Danny sat for an hour in a stairwell before he paged Dr. Gordon and asked for an emergency session. Gordon told Danny he’d be at his office as soon as he could. Danny beat Gordon there by twenty minutes and Gordon arrived to find Danny sitting on the floor outside the locked suite.
They went inside and Danny quickly unloaded on his doctor. He told him about the breakup with Vinny, which seemed like good news compared to what he’d learned from Fiona. Gordon just listened with the same passionless expression he always had.
“Do you feel your father had something to do with her death?” asked Gordon.
“He lied,” said Danny. “He covered up the death with a friend of his, a doctor. He consciously got another man to commit a felony.”
“That’s not an answer,” said Gordon calmly.
“My answer is no,” said Danny, “but that don’t change the fact that something is wrong. I’m going to find out why she died. He’s going to tell me, or I’ll—”
“What?” asked Gordon.
Danny calmed himself and let his grief subside. He loved his father and he would never do him any harm. Besides, Danny thought, Robert Cavanaugh could probably still take him.
“I just need to know the truth,” said Danny. “All of it. My father was in that house punishing himself each day and there has to be a reason for it. A man doesn’t do that kind of thing unless he’s got sin in his heart. I know, believe me, I know.”
“You think interrogating your father will make you feel better?” Gordon asked. Danny got the feeling that this question was more for Gordon than it was for himself.
“My mother is gone. I’m never going to see her again.” Danny took a long pause, fighting all the things he was feeling. “I have to know why.”
Danny shifted in the chair and felt like a child in the principal’s office. Gordon knew every embarrassing thing in his life, and now he knew his mother might have been killed and his father involved in some kind of cover-up. Danny knew there was a doctor-patient privilege, but he always wondered if it was kept.
“My life is falling apart,” said Danny. “My father…Vinny…and I’m no closer to catching the killer of the Bakers and Olittah Reese than I was yesterday. I got nothing. Asking my father what really happened is all I have right now.”
Gordon put down his pad and looked directly at Danny, something that suggested he was no longer his doctor at this moment.
“Do you think that your problem with Vinny is the same as your concerns about your father?”
“How?” asked Danny urgently and with a little anger in his voice. “How are those two things the same?”
“You have to find that out,” said Gordon. “All I know is you seem to be drawing from the same pool of emotions for both problems. You’ve reacted to the loss of your mother and Vinny in the same manner.”
Danny didn’t argue with Gordon. He was a smart man and had helped him immensely since he’d started coming to him. Gordon was trying to be objective, to lead him to what he thought the problem was.
“I can see that, I think,” said Danny. “They are so much alike, those two. I was the only one who could see it.”
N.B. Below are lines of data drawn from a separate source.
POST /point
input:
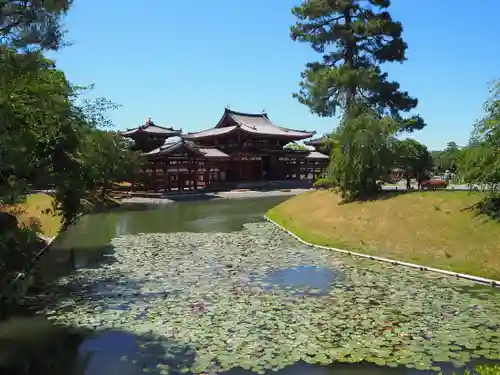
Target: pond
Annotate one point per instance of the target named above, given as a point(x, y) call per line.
point(210, 287)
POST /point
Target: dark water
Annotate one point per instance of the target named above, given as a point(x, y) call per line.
point(32, 345)
point(308, 280)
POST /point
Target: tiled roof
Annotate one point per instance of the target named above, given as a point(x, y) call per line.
point(317, 141)
point(317, 155)
point(250, 123)
point(151, 128)
point(176, 143)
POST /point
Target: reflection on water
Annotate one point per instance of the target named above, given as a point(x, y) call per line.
point(33, 346)
point(303, 280)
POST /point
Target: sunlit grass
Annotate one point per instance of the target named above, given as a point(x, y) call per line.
point(33, 212)
point(427, 228)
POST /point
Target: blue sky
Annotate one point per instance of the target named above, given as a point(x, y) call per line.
point(182, 62)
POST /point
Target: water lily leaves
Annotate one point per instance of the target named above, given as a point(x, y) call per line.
point(222, 303)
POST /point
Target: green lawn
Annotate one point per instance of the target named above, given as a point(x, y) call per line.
point(427, 228)
point(32, 212)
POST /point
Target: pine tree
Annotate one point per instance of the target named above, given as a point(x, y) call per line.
point(363, 36)
point(32, 24)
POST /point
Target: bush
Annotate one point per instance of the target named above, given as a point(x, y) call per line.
point(323, 183)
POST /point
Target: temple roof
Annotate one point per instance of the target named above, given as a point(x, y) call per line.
point(176, 144)
point(317, 155)
point(151, 128)
point(257, 124)
point(317, 141)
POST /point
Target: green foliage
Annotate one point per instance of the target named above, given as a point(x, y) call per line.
point(47, 135)
point(363, 36)
point(448, 158)
point(362, 155)
point(108, 159)
point(32, 24)
point(322, 183)
point(412, 156)
point(480, 162)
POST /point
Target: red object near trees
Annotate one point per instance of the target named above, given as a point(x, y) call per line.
point(434, 184)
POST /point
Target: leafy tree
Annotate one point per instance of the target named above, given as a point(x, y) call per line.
point(480, 162)
point(28, 24)
point(413, 157)
point(354, 37)
point(447, 158)
point(362, 154)
point(108, 160)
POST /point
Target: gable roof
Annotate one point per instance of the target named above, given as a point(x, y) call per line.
point(317, 141)
point(257, 124)
point(151, 128)
point(176, 144)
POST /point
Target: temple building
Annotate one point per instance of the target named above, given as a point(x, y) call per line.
point(320, 144)
point(241, 148)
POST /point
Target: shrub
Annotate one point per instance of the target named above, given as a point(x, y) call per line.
point(322, 183)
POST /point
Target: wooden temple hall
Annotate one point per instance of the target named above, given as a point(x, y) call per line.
point(242, 148)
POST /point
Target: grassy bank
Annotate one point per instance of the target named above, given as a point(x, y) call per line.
point(32, 212)
point(427, 228)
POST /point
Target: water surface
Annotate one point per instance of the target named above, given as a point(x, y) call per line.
point(38, 347)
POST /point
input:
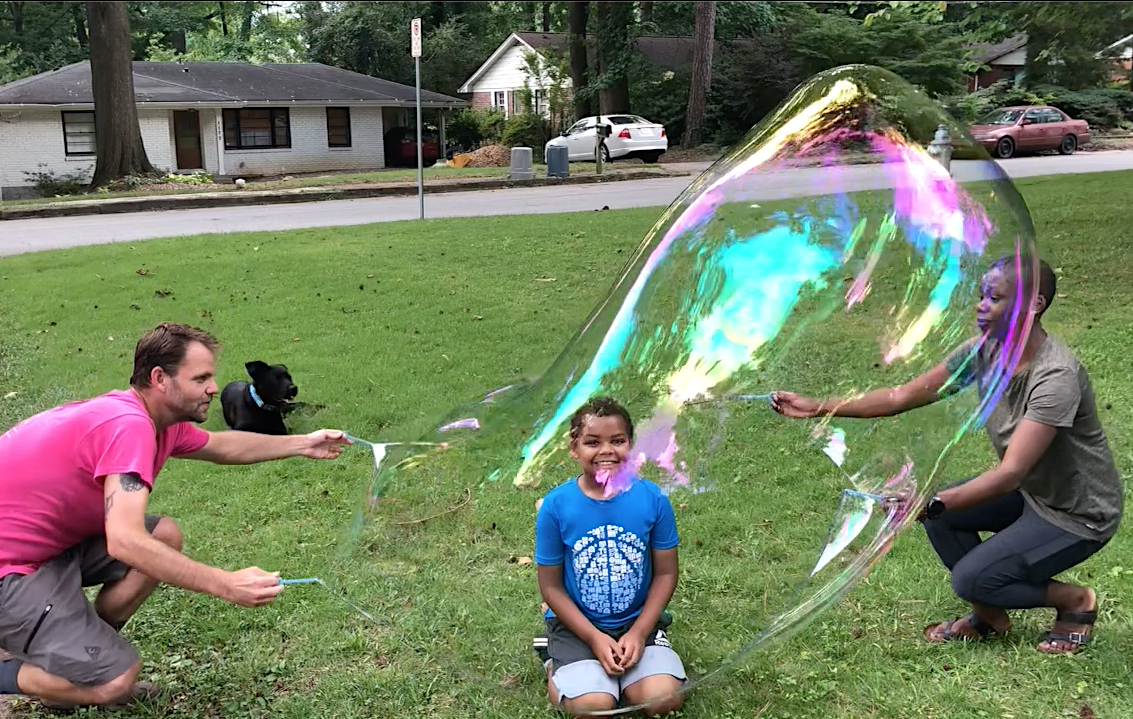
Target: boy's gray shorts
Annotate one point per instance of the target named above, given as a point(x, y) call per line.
point(576, 670)
point(47, 621)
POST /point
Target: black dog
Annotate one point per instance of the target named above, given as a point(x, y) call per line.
point(258, 405)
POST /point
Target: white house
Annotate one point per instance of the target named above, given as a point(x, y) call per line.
point(499, 82)
point(227, 118)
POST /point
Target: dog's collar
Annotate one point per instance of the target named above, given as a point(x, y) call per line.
point(258, 400)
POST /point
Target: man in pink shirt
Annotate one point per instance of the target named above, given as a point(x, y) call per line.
point(75, 481)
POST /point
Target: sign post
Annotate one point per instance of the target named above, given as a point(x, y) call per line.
point(415, 45)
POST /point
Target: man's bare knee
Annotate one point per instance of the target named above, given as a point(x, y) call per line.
point(118, 687)
point(588, 703)
point(169, 532)
point(662, 707)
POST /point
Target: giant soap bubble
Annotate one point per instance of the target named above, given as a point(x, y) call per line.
point(827, 253)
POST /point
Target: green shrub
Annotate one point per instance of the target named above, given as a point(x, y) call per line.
point(201, 177)
point(49, 183)
point(527, 129)
point(473, 127)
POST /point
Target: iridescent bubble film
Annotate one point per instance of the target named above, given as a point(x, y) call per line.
point(829, 253)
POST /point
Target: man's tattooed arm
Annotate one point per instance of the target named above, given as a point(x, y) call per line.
point(131, 481)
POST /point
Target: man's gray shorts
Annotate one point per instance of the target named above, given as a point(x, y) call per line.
point(576, 670)
point(47, 621)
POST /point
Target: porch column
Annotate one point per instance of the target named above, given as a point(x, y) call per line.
point(220, 142)
point(444, 113)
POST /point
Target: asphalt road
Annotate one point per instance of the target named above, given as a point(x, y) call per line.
point(24, 236)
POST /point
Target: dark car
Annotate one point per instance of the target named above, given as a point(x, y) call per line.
point(401, 147)
point(1030, 128)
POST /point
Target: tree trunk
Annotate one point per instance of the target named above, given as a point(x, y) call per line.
point(614, 20)
point(179, 41)
point(577, 20)
point(1131, 62)
point(248, 10)
point(17, 17)
point(119, 148)
point(704, 34)
point(79, 18)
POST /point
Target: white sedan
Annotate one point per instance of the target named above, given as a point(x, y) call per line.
point(630, 136)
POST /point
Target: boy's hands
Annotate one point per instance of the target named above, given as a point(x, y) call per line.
point(631, 645)
point(793, 404)
point(608, 652)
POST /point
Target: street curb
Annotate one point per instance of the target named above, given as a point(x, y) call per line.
point(305, 195)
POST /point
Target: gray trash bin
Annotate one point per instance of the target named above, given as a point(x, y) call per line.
point(521, 168)
point(558, 167)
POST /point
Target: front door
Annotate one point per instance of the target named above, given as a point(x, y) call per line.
point(187, 139)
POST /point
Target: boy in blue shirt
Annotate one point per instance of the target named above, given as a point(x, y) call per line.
point(606, 570)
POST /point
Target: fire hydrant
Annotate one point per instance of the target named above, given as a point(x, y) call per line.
point(940, 147)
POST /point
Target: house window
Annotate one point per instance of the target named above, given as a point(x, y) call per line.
point(500, 101)
point(249, 128)
point(338, 127)
point(78, 133)
point(542, 105)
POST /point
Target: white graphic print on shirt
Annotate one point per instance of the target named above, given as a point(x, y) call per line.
point(610, 567)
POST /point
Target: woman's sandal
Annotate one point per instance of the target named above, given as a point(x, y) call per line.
point(1076, 640)
point(982, 630)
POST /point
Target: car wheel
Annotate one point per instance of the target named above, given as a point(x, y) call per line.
point(1005, 148)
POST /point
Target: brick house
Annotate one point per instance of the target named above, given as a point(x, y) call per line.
point(227, 118)
point(500, 80)
point(1004, 60)
point(1007, 59)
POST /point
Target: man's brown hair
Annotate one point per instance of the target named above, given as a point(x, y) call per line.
point(164, 347)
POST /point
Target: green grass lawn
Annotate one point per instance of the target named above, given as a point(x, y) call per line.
point(376, 177)
point(391, 325)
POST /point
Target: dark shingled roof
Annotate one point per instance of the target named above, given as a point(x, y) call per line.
point(224, 83)
point(665, 51)
point(985, 52)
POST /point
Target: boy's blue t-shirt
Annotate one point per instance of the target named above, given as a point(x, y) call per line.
point(605, 546)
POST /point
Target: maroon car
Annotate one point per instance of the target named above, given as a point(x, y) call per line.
point(401, 147)
point(1030, 128)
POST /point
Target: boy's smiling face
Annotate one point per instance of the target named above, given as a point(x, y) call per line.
point(603, 443)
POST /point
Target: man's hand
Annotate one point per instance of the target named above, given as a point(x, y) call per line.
point(631, 645)
point(325, 444)
point(252, 587)
point(792, 404)
point(608, 652)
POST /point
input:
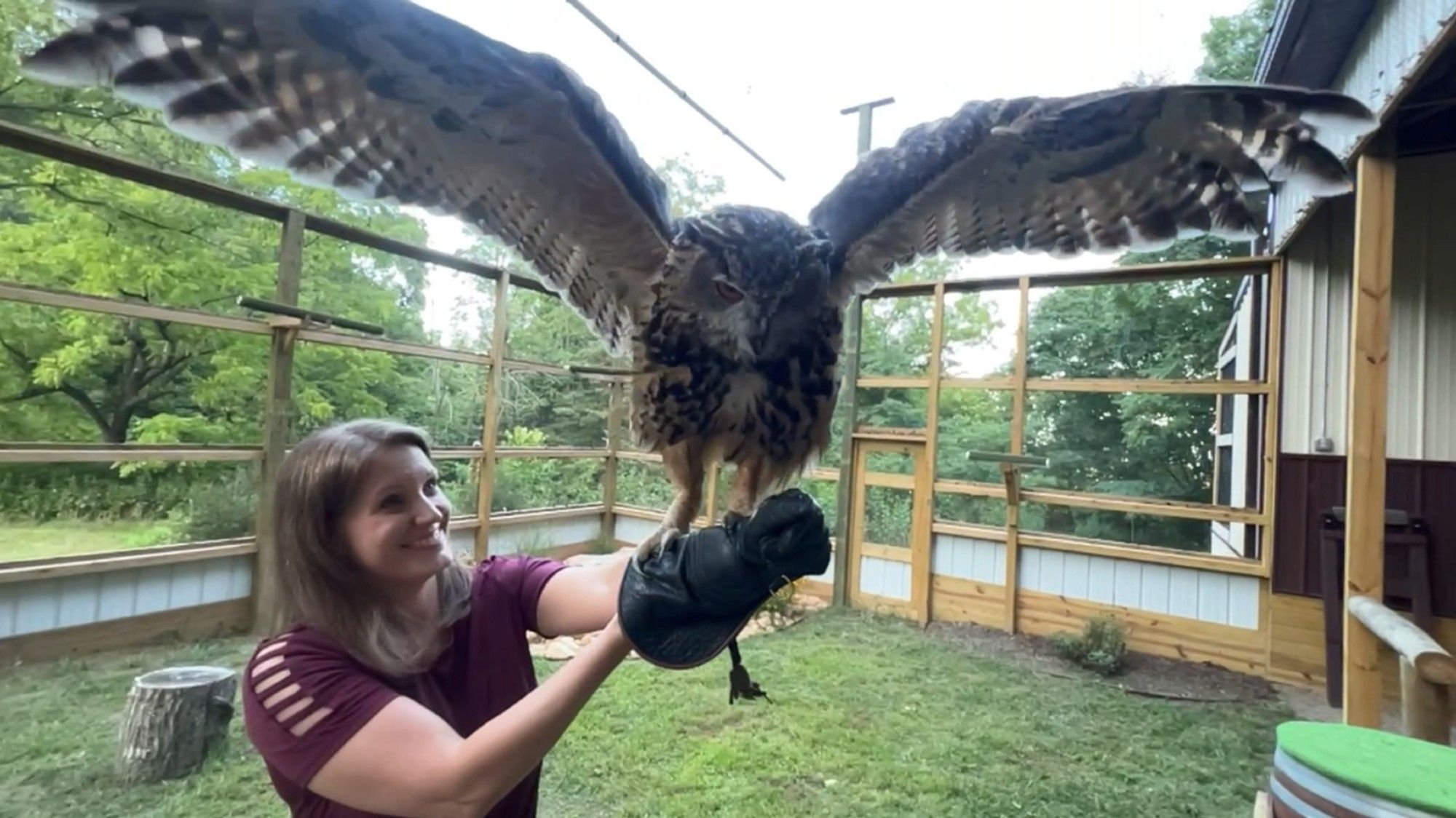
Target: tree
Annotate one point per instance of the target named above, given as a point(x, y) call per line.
point(76, 376)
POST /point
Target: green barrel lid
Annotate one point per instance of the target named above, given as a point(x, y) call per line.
point(1406, 771)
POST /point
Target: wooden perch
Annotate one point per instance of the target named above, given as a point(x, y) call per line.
point(1413, 644)
point(174, 720)
point(1428, 670)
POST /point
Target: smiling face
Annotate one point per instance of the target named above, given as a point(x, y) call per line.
point(397, 522)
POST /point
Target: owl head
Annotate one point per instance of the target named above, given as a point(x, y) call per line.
point(752, 274)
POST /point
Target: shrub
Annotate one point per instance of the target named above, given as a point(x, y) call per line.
point(1101, 647)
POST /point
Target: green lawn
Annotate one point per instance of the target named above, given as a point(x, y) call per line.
point(66, 538)
point(871, 717)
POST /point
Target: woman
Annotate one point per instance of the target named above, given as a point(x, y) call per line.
point(405, 685)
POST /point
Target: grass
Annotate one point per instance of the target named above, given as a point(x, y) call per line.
point(871, 717)
point(68, 538)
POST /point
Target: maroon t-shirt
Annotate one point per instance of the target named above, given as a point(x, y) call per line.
point(301, 682)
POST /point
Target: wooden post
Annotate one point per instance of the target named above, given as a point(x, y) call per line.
point(277, 424)
point(1013, 478)
point(1018, 442)
point(711, 494)
point(921, 586)
point(1366, 429)
point(609, 475)
point(844, 510)
point(490, 429)
point(1273, 400)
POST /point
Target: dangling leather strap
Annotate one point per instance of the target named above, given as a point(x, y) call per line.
point(739, 682)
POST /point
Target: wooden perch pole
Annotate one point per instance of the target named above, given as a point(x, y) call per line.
point(1428, 670)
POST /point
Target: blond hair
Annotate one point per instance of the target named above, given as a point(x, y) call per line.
point(321, 583)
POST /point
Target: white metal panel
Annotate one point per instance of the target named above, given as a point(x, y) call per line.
point(187, 584)
point(1077, 571)
point(241, 579)
point(81, 597)
point(1128, 589)
point(1101, 580)
point(461, 541)
point(829, 573)
point(119, 596)
point(516, 538)
point(885, 579)
point(1244, 602)
point(1214, 597)
point(634, 531)
point(1029, 570)
point(1183, 593)
point(1382, 59)
point(1053, 573)
point(1157, 589)
point(218, 580)
point(37, 605)
point(902, 573)
point(969, 558)
point(154, 589)
point(1190, 593)
point(943, 554)
point(1422, 379)
point(85, 599)
point(7, 616)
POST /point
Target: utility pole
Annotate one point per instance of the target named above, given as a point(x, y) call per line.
point(866, 111)
point(847, 395)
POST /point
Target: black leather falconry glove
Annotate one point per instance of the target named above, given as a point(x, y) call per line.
point(682, 608)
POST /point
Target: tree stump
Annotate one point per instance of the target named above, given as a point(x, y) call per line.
point(174, 718)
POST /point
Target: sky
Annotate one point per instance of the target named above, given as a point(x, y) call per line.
point(778, 72)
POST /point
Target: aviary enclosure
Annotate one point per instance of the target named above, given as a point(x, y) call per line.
point(1010, 484)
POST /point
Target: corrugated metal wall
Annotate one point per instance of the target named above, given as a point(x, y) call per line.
point(1385, 55)
point(1423, 321)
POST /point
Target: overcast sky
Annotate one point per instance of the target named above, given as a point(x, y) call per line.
point(778, 72)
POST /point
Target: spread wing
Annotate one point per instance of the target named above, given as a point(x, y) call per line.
point(1131, 168)
point(388, 101)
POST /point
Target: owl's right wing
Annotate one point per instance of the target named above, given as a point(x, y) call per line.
point(384, 100)
point(1132, 168)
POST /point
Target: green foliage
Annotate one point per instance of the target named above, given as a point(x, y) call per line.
point(1100, 648)
point(1233, 43)
point(85, 378)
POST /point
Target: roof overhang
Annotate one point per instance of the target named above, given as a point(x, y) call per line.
point(1310, 41)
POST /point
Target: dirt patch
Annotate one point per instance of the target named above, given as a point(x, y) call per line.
point(767, 621)
point(1145, 676)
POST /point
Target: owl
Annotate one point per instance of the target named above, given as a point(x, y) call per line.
point(732, 318)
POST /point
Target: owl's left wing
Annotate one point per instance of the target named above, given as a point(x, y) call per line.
point(1131, 168)
point(384, 100)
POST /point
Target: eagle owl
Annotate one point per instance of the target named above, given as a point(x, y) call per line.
point(733, 318)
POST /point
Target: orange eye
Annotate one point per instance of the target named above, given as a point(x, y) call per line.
point(729, 292)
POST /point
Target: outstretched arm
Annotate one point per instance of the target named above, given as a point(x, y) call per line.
point(582, 599)
point(408, 762)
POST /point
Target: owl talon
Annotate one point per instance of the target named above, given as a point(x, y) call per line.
point(654, 545)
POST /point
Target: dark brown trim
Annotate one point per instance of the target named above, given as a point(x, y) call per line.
point(1313, 484)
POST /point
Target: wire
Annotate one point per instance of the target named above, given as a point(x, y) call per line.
point(682, 94)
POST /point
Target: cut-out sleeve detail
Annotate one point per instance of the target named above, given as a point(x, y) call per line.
point(304, 698)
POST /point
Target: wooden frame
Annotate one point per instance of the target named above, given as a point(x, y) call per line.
point(1366, 426)
point(855, 526)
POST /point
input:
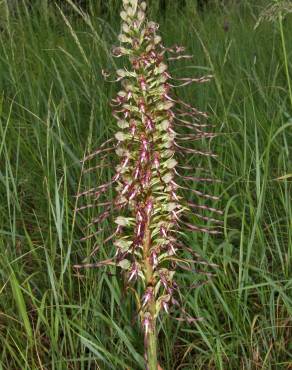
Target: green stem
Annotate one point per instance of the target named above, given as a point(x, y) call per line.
point(151, 336)
point(151, 348)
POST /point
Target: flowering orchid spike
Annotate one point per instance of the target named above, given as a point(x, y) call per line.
point(150, 211)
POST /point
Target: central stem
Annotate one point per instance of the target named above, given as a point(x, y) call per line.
point(150, 334)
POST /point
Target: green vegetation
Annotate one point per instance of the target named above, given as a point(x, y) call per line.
point(54, 108)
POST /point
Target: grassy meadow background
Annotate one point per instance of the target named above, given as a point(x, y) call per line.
point(54, 108)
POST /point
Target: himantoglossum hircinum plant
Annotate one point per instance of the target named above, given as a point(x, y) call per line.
point(150, 214)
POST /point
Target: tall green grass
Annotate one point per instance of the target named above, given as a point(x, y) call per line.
point(54, 108)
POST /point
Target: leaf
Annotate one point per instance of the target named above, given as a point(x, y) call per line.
point(21, 306)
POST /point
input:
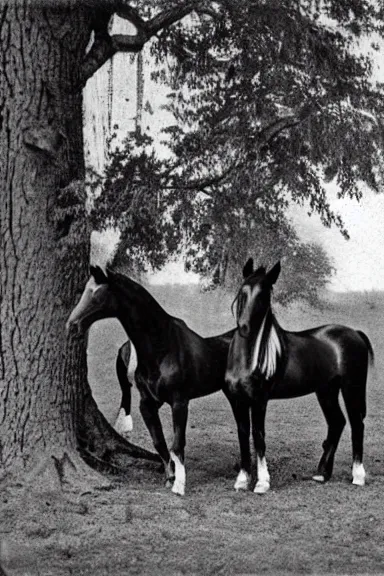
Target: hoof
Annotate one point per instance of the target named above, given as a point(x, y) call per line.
point(358, 475)
point(242, 481)
point(178, 488)
point(358, 481)
point(124, 424)
point(319, 478)
point(261, 487)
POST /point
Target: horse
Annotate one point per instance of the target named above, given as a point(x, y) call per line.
point(124, 423)
point(267, 362)
point(174, 363)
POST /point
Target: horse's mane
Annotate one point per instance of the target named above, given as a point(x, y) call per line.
point(127, 286)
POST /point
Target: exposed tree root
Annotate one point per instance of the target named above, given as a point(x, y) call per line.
point(63, 470)
point(102, 447)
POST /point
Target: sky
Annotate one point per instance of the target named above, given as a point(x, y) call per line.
point(359, 262)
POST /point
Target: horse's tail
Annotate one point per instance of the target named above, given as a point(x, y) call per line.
point(368, 344)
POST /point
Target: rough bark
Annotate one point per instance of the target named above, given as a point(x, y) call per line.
point(45, 401)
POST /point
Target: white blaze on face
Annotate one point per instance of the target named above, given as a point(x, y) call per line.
point(250, 295)
point(82, 306)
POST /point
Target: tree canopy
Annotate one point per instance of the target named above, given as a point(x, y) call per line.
point(271, 100)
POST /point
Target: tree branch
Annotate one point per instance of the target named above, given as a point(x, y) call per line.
point(273, 129)
point(105, 46)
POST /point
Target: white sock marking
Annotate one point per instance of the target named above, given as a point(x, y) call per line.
point(180, 476)
point(242, 481)
point(263, 478)
point(358, 474)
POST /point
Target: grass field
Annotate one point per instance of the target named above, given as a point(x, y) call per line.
point(299, 527)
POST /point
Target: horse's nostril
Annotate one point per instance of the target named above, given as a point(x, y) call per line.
point(244, 330)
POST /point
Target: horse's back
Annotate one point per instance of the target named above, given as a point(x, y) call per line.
point(200, 362)
point(319, 356)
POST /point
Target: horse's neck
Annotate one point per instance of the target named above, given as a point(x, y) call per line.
point(143, 319)
point(266, 348)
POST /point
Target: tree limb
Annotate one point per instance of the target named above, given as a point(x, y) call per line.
point(272, 130)
point(105, 46)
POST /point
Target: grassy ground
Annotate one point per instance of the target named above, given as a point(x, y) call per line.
point(139, 527)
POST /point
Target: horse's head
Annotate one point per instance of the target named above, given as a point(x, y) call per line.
point(254, 297)
point(96, 302)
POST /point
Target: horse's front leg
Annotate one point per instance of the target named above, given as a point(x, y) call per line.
point(150, 413)
point(240, 408)
point(180, 417)
point(259, 408)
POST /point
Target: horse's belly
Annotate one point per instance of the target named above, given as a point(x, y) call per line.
point(292, 389)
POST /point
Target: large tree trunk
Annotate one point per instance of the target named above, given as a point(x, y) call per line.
point(45, 402)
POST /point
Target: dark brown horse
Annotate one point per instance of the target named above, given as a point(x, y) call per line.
point(266, 362)
point(174, 364)
point(124, 423)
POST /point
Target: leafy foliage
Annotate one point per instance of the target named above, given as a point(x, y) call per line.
point(271, 100)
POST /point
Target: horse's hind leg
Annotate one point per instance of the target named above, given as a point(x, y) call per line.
point(258, 431)
point(150, 413)
point(180, 417)
point(240, 410)
point(124, 422)
point(329, 403)
point(355, 402)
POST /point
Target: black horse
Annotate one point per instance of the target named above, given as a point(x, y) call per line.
point(266, 362)
point(174, 364)
point(124, 423)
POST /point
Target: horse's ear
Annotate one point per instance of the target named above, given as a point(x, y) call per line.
point(248, 268)
point(98, 274)
point(273, 274)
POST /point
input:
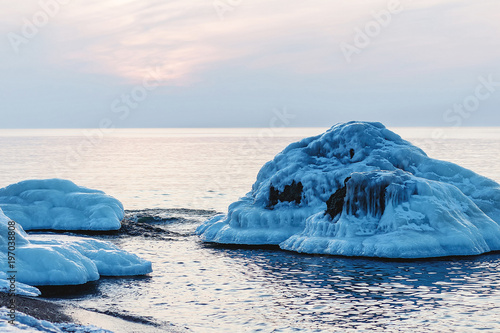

“If that’s the case, then how does that make you feel about talking to your father?”
“Like it’s maybe the place to begin to solve all of my problems,” said Danny.
“Normally, I would never ask a patient to explore these matters without supervision, but I confess that this is new to me, and you—” Gordon stopped as if he were trying to choose his words carefully. “—you’re a unique man.”
Danny talked for a few more minutes then left Gordon’s office. He stepped out of the office complex into the coolness of the night air. He had been with the doctor for a long time and night had fallen. Danny was thinking that he’d faced many dangerous situations in his life, but nothing seemed as frightening as the prospect of knowing what had driven his mother to her death.